The Irish Independent on Sunday carried a comment piece from Dublin Professor Colum Kenny, which criticised Irish politicians who have sought to lay the blame for the failure of the referendum on the Lisbon Treaty at the feet of the media, rather than accept their own failures to engage the public in a dialogue.
He writes, “The Committee on the Constitution seems to be angling to find a way to discourage broadcasters from giving equal time to both sides during referendum campaigns.”
But, as he points out, the media debate can be outweighed by symbolic messages, such as, “When the Taoiseach and the Irish EU commissioner both indicated that they had not fully read the Lisbon Treaty, they sent a symbolic signal of immense force to the electorate… voters were immediately freed to reject the document when even two highly-paid and highly-placed public figures -- who have access to highly qualified advisors -- appeared to find it incomprehensible.”
“The extent to which the legislative agenda of national parliaments is now largely set by EU initiatives and directives is not generally acknowledged by politicians.
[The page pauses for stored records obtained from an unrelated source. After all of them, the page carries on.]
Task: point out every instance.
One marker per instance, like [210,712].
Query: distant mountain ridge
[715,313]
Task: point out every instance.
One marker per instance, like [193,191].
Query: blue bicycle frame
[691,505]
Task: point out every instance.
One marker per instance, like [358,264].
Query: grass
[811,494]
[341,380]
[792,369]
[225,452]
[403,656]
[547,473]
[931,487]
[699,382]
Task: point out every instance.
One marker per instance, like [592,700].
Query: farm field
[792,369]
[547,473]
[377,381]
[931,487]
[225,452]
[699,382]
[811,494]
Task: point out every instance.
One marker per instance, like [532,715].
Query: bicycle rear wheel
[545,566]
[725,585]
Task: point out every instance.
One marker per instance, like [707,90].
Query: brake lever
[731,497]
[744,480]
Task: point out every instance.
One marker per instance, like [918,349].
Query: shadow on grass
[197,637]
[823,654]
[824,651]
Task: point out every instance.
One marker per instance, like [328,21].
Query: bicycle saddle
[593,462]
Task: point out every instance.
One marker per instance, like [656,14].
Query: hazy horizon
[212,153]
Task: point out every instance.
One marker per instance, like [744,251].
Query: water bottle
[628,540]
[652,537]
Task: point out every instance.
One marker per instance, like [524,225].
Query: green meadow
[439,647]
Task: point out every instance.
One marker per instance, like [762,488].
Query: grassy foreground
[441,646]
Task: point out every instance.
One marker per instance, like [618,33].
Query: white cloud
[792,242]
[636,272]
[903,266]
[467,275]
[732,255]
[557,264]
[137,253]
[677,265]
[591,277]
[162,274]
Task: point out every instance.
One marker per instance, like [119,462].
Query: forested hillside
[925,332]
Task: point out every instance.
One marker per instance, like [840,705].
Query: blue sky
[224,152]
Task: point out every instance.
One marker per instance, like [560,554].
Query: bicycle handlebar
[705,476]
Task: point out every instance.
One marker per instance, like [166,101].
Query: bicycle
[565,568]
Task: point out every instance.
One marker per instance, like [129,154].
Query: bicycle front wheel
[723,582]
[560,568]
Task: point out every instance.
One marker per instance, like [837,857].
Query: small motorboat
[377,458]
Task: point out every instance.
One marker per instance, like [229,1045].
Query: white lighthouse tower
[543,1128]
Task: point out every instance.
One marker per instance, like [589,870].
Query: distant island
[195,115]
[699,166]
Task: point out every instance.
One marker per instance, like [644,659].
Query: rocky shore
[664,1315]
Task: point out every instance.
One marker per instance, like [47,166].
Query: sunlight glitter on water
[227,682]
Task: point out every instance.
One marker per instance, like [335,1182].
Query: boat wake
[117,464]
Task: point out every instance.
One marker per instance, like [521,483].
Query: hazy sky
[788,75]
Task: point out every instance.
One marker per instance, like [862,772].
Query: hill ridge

Voters might treat EU proposals with greater interest and respect if it were.”
He goes on to argue, “What is crucial from a communications perspective is a commitment by elected representatives to earn their considerable incomes and perks by working harder to convince the public of the benefits of Lisbon and the relevance of the EU. Don't blame the media, please, for a political failure.”
How refreshing to hear an argument for apportioning blame where it belongs, rather than attempt to scapegoat the media for failing to fall in line with a political agenda.